Con un once casi inamovible (Ulacia; Aparicio, Tonono, Martín; Castellano, Guedes; León, Gilberto II, José Juan, Germán y Gilberto I) en el que hay diez canarios, cuatro de ellos tinerfeños, la UD pelea por el título hasta la penúltima jornada. Un triunfo en el Bernabéu les haría campeones virtuales. Y un gol de Paco Castellano al filo del descanso empata (1-1) el choque y amenaza los cimientos del fútbol nacional. Las Palmas se vuelca y el temor invade el Bernabéu mientras un canario, Antonio Betancort, salva al Madrid con paradas antológicas. A falta de un cuarto de hora, el árbitro, Zariquiegui Izco, da por válido un gol de Pirri tras hacer falta al portero. “Fue un robo, pero contra el Madrid y en el Bernabéu… ya se sabe”, lamenta Martín.   

Al año siguiente, en la Liga 68/69, Las Palmas repite proeza. Molowny sólo utilizaría 14 jugadores en todo el campeonato y exprimiría el mismo once del curso anterior (con Oregui en la portería en lugar de Ulacia) hasta que en la jornada 24, con la UD amenazando todavía a un invicto Real Madrid, una sanción de ¡12 partidos! a Juan Guedes tras una batalla ante el Zaragoza acaba con la emoción. En ese mismo choque ante los aragoneses en el que Guedes lesiona a Planas, Martín marca un gol antológico “regateando a todos los rivales que le salen al paso, incluyendo al portero Alarcia, antes de marcar a puerta vacía”, explican los rotativos de la época. Luego, resultaría lesionado tras una escalofriante entrada de Reija.

Las Palmas ya no volvería a pelear por el título. En la campaña 69/70 Molowny abandona la nave con el equipo en zona de descenso, pero Rosendo Hernández logra la permanencia con una goleada (3-0) al Sevilla en la última jornada. Martín ya es indiscutible en el lateral derecho y en 12 temporadas en la élite acumula más de trescientos encuentros como titular. “Tácticamente era muy bueno, porque siempre jugaba con máxima concentración. Y era rapidísimo, tenía temperamento, muchísima clase para ser lateral, subía la banda, daba buenos centros… Junto a Colo, el mejor lateral que ha dado Canarias”, analiza José Juan Gutiérrez, compañero suyo en el Tenerife y en Las Palmas.

“Algunos años nos clasificamos para la Copa de la UEFA y otros estuvimos al borde del descenso, pero siempre nos quedamos en Primera División”, recuerda Martín, que disputó el agónico último encuentro de la Liga 74/75 ante el Celta, saldado con victoria (3-1) cuando un empate mandaba al equipo amarillo a Segunda División.

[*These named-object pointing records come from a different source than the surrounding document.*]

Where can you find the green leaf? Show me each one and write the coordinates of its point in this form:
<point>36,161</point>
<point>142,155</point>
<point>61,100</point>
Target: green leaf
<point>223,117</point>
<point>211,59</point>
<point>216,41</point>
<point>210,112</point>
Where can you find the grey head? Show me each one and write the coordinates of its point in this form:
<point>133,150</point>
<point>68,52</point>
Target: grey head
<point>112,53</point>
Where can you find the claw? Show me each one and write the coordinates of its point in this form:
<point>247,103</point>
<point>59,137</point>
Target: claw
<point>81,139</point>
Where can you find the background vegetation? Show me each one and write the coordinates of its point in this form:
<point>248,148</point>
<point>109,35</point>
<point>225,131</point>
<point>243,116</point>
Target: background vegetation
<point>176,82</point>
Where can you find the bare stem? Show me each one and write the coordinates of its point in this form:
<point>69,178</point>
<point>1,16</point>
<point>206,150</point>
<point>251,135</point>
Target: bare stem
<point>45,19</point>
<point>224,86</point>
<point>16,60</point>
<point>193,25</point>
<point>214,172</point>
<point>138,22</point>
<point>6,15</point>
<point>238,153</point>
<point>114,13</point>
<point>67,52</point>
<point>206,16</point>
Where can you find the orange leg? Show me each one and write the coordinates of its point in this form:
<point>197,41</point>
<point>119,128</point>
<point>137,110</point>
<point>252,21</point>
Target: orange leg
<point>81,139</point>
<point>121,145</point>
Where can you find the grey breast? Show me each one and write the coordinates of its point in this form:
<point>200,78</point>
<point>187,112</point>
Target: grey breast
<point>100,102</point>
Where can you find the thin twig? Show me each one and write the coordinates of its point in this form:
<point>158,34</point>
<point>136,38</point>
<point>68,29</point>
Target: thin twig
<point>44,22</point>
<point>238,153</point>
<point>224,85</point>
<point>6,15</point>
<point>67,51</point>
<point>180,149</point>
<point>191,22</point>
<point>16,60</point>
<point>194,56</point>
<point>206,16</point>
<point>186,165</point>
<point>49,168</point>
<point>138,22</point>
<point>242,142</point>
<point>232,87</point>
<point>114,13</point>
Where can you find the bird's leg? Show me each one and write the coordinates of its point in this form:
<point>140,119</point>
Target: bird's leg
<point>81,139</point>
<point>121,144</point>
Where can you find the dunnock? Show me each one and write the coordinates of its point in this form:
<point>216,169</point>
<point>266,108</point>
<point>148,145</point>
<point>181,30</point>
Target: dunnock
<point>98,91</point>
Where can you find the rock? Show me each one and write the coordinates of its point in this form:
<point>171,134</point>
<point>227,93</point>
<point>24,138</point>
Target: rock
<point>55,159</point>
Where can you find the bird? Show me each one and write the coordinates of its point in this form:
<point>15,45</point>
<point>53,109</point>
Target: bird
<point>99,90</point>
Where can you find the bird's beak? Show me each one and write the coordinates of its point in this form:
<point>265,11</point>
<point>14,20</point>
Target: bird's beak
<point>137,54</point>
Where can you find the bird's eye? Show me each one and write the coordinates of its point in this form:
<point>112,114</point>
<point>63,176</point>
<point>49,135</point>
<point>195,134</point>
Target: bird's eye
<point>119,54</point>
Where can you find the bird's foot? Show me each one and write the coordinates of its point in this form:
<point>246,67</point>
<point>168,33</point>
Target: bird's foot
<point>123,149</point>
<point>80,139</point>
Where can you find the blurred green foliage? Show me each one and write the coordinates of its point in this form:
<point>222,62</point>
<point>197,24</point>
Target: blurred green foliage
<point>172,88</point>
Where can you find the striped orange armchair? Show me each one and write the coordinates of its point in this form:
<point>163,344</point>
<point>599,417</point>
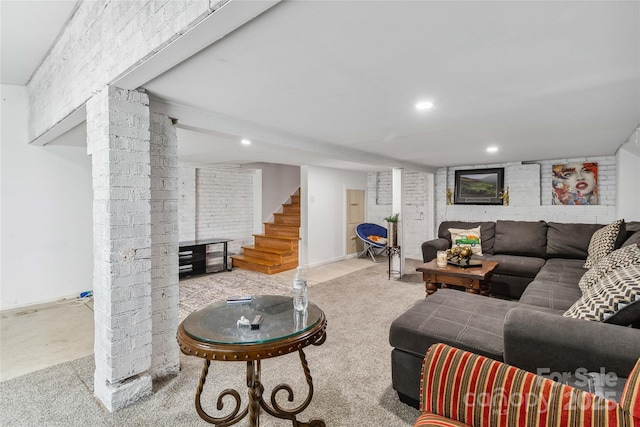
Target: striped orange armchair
<point>459,388</point>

Con Miguel Muñoz pierde la titularidad, aunque en el curso 77/78 es utilizado en la Copa del Rey, competición en la que Las Palmas alcanza la final ante el FC Barcelona. Martín no la juega tras caer lesionado en las semifinales ante el Sporting de Gijón. Su puesto en el decisivo partido del Bernabéu (3-1 para los catalanes) lo ocupa Gerardo Miranda, que le acabaría relegando al banquillo el curso siguiente, en el que sólo disputó un choque.

“Tampoco perdí el puesto con un tuercebotas, pues Gerardo fue internacional y jugó media docena de años en el Barça”, bromea Martín. Y aunque un par de temporadas juega al fútbol sala, pronto pasará a los banquillos para cosechar un éxito resonante con la UD Güímar, donde descubre a Juanito –“Juan se descubría solo. Había que estar ciego para no ver que iba para figura”, dice con modestia– y se gana un puesto como técnico del CD Tenerife, al que asciende a Segunda División en el primer año de la era Javier Pérez y al que salvaría del descenso a Segunda División B y quizás de la desaparición tres lustros después. Pero ésa ya es otra historia.